Self driving smart car development
Earlier this month, Toyota announced the addition of mobility services to its self driving car collection. In addition, Aurora, a driverless vehicle start-up backed by Amazon and Uber, has discussed plans for an IPO. Aurora will go public via SPAC and maintains an $11 billion valuation. Google’s Waymo driverless cars continue to accrue miles on the road. Since 2009, the company’s cars have driven over 20 million miles.
Tesla’s CEO Elon Must has also just announced via tweet today that his firm will hold an artificial intelligence (AI) day on August 19th. Reports about the event indicate self-driving technology will function as a focal point. The company’s Full Self Driving vehicles (FSD) still remain in beta testing mode.

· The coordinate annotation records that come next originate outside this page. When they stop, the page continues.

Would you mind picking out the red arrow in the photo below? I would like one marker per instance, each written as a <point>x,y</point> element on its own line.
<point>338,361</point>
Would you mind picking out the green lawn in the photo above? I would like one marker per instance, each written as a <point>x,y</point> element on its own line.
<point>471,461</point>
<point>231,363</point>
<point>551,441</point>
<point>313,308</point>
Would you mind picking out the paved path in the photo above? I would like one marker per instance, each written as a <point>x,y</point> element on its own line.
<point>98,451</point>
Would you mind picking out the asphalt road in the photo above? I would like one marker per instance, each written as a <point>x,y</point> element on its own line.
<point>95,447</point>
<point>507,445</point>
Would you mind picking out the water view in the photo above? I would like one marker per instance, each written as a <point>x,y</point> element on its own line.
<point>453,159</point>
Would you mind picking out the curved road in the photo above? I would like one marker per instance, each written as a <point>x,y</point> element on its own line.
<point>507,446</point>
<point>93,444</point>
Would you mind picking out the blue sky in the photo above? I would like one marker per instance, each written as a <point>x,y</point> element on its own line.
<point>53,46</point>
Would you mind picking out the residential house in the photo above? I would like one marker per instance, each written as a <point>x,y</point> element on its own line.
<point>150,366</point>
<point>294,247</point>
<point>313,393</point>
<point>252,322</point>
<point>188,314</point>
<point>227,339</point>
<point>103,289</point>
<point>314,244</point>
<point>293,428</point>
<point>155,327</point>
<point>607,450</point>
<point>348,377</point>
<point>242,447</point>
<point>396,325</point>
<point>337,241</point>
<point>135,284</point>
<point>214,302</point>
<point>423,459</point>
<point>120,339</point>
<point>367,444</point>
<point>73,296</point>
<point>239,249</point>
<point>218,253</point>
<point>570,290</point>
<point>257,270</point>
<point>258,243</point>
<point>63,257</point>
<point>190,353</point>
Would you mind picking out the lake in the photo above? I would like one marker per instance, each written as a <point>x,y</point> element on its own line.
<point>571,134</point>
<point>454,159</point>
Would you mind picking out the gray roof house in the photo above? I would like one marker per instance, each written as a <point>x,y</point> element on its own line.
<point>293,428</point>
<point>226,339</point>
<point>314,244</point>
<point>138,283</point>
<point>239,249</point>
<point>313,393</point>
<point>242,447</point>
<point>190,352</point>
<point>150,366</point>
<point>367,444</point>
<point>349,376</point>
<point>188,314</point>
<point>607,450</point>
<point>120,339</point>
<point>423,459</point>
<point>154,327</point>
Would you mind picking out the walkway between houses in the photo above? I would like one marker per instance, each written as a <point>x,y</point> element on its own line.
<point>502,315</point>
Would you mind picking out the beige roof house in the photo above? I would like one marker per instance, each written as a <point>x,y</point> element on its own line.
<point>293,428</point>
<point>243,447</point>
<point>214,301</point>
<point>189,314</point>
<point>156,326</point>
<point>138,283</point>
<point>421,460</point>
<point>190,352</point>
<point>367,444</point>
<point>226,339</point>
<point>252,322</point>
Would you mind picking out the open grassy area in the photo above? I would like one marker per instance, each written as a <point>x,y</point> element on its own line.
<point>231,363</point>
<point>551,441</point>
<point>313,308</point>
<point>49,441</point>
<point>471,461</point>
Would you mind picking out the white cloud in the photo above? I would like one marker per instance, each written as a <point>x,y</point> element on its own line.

Interesting facts about self driving cars
- You may be able to order your coffee from your car through in-vehicle commerce capabilities.
- Over 80% of millennials report that they would spend more time shopping if their vehicles were equipped with voice-activated e-commerce tech.
- Right now, virtual reality (VR) options within cars remains limited. However, gaming-capable vehicles could make travel more fun. Potential VR experiences include online concerts, movie streaming, media playback, virtual tours of your destination and more.
- Audi, Disney and Holoride are currently developing immersive VR experiences for vehicles. Other major auto-industry groups may follow suit in the near future.
Can you buy a self driving car?
Right now, no. Self driving vehicles have not yet made it to market. Anyone who advertises the ability to sell you one is likely involved in a scam. While tech firms continue to test them, they have a ways to go ahead of making it to dealerships.
The self driving smart car industry has spurred new industry projects around autonomous ships. Most recently, Rolls-Royce launched a joint industry project in Finland, known as the Advanced Autonomous Waternborne Applications (AAWA). Objectives center around the development of tech for ships operating in coastal waters. Spokespersons state that the project should hit completion around the end of the decade.
Similarly, the European Union’s MUNIN (Maritime Unmanned Navigation through Intelligence in Networks), has started to explore the feasibility of uncrewed merchant ships. A serious concern is piracy of non-human staffed maritime vessels.